That description struck a chord because it reflects what so many in Troy and surrounding communities already understand. Home ownership, long considered the cornerstone of middle-class stability, has moved out of reach for more and more families. Rising home prices make it harder for young families to attain housing, while rising property taxes put pressure on older residents who want to remain in the homes they’ve built their lives around. The candidates acknowledged what many in the community feel every day: Troy’s housing market is increasingly unaffordable, and the gap between what people earn and what housing costs keeps widening.
What the discussion demonstrated, however, is that naming the problem is far easier than outlining workable solutions. Council Member Susan Westfall floated the possibility of reworking the city’s revolving loan funds, originally intended to improve existing housing stock, as a tool to support housing construction. Candidate Bryan Begg suggested using public-private partnerships to spur development. These ideas show promise, but as the evening revealed, there is no clear path to solve this problem that has plauged the community for over a decade.
It is important to acknowledge that housing attainability is not a single-issue problem with a convenient fix. Gentrification raises property values in targeted neighborhoods, which can unintentionally push out fixed-income seniors whose property tax bills climb beyond what they can afford. Higher home prices also lock younger people and first-time buyers out of the market altogether, creating barriers to building generational wealth. The pressures are real and varied. Any plan to deal with them must be layered, flexible, and able to evolve as new challenges emerge.
Still, there are creative approaches that Troy could explore. One of the most promising would be the establishment of a down payment assistance program. The concept is fairly straightforward. When qualified homebuyers are ready to purchase, the city could provide a second mortgage loan covering as much as 20 percent of the purchase price. That second mortgage would help residents clear one of the steepest hurdles to homeownership—the initial down payment. Once the buyer sells the property or otherwise transfers ownership, the funds would be repaid and made available for another family.

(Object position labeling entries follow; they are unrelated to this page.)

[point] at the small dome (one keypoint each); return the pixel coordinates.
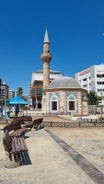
(64, 82)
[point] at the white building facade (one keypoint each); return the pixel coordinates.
(92, 79)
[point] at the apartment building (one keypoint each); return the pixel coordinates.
(92, 79)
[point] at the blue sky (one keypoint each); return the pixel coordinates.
(75, 30)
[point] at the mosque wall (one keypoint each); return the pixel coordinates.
(61, 100)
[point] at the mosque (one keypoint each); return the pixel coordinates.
(62, 95)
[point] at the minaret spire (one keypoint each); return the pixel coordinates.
(46, 58)
(46, 37)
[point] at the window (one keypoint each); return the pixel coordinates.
(54, 106)
(71, 105)
(54, 103)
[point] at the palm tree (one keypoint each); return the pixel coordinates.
(92, 98)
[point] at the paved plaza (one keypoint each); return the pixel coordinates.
(59, 156)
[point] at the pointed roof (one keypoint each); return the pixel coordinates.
(46, 37)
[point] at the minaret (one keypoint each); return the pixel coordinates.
(46, 58)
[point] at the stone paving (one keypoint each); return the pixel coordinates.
(59, 156)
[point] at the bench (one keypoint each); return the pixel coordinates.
(16, 148)
(38, 124)
(15, 129)
(24, 121)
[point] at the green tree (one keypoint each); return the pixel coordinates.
(92, 98)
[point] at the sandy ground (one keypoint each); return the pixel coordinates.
(50, 163)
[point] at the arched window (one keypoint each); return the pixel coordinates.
(71, 103)
(54, 103)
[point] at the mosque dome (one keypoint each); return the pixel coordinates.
(64, 82)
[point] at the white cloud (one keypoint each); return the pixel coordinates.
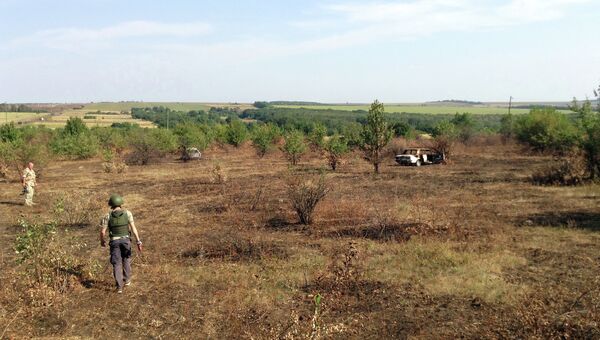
(75, 38)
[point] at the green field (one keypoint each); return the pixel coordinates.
(7, 117)
(431, 109)
(177, 106)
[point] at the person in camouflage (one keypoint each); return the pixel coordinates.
(119, 224)
(28, 179)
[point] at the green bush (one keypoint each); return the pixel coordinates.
(376, 134)
(147, 144)
(294, 146)
(336, 147)
(546, 130)
(317, 136)
(237, 132)
(263, 137)
(75, 146)
(191, 135)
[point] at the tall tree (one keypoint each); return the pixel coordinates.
(376, 135)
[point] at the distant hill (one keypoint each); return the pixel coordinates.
(456, 102)
(285, 102)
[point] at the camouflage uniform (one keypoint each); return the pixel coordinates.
(29, 182)
(120, 252)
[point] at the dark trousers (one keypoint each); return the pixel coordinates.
(120, 257)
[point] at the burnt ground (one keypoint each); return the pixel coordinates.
(470, 249)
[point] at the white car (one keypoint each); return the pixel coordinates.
(419, 156)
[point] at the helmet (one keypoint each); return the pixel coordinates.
(115, 201)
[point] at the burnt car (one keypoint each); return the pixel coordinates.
(419, 156)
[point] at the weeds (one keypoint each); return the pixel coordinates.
(49, 259)
(77, 208)
(568, 171)
(305, 193)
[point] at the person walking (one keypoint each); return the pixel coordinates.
(119, 224)
(28, 179)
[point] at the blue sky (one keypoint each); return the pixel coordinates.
(327, 51)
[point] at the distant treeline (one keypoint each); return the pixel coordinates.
(163, 116)
(458, 101)
(338, 120)
(17, 108)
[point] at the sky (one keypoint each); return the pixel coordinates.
(312, 50)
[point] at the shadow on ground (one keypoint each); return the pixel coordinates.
(575, 219)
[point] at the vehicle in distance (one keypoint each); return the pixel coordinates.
(419, 156)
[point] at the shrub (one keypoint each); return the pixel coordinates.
(294, 146)
(147, 144)
(545, 129)
(191, 135)
(78, 146)
(317, 136)
(237, 132)
(74, 127)
(336, 147)
(48, 259)
(217, 174)
(305, 193)
(263, 137)
(78, 208)
(376, 135)
(568, 171)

This revolving model does not carry the same risks some might assume. After all, Troy is already in the mortgage business, if indirectly. The city’s most recent Consolidated Annual Financial Report shows that more than $15 million of the city’s investment portfolio is placed with the Federal National Mortgage Association. Better known as Fannie Mae, this government-sponsored enterprise operates nationwide, purchasing qualifying mortgages, bundling them into mortgage-backed securities, and selling them to institutional investors like local governments. In effect, Troy is already investing in mortgages—just not mortgages here.

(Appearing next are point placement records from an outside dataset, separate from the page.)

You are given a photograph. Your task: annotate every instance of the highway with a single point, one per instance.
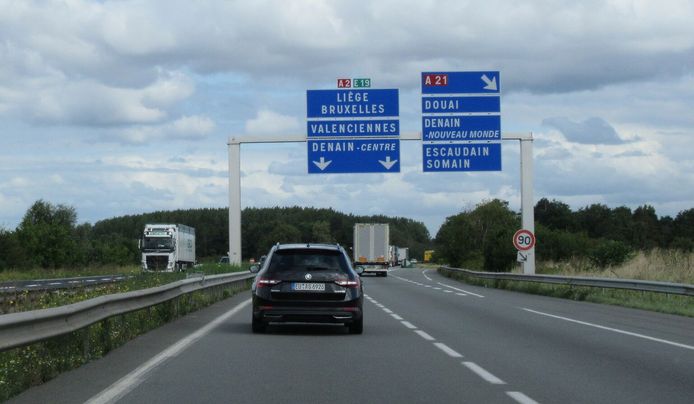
(427, 339)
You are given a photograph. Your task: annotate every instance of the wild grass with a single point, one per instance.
(24, 367)
(34, 300)
(674, 266)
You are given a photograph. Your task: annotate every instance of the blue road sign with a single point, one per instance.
(460, 82)
(461, 128)
(437, 105)
(353, 128)
(354, 103)
(461, 157)
(334, 156)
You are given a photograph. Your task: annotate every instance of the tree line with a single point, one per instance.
(49, 236)
(481, 237)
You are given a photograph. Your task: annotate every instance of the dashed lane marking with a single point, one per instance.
(460, 290)
(520, 397)
(448, 350)
(484, 374)
(602, 327)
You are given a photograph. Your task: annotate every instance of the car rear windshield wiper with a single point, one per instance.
(311, 268)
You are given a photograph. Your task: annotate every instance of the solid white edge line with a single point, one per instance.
(459, 290)
(425, 335)
(449, 351)
(130, 381)
(483, 373)
(602, 327)
(409, 325)
(520, 397)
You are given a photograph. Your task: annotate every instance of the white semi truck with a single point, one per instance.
(167, 247)
(403, 255)
(372, 247)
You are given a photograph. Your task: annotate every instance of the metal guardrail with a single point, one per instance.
(609, 283)
(18, 329)
(59, 283)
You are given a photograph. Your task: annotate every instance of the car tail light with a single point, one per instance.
(265, 282)
(348, 283)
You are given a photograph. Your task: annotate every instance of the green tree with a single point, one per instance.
(554, 215)
(47, 234)
(481, 237)
(320, 232)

That reality presents a compelling question. If public dollars are already supporting mortgages in communities across the country, why not reimagine a portion of that investment for use here at home? Shifting even a modest slice of the portfolio into a carefully designed down payment assistance initiative could open doors for qualified families, stabilize neighborhoods, and strengthen the tax base. It would align with Troy’s history of investing in local businesses and infrastructure by extending that same vision directly to residents seeking to put down roots.
No single program will resolve Troy’s housing challenges. But down payment assistance offers a disciplined, homegrown experiment rooted in the city’s existing financial practices. It is neither radical nor risky. Instead, it is a practical way to give otherwise capable families the chance to buy a home and build a future in Troy. If candidates and council members are serious when they call this a housing crisis, then the next step should be action. We need to ensure that the city is investing as fully in its people as it is in distant mortgage markets.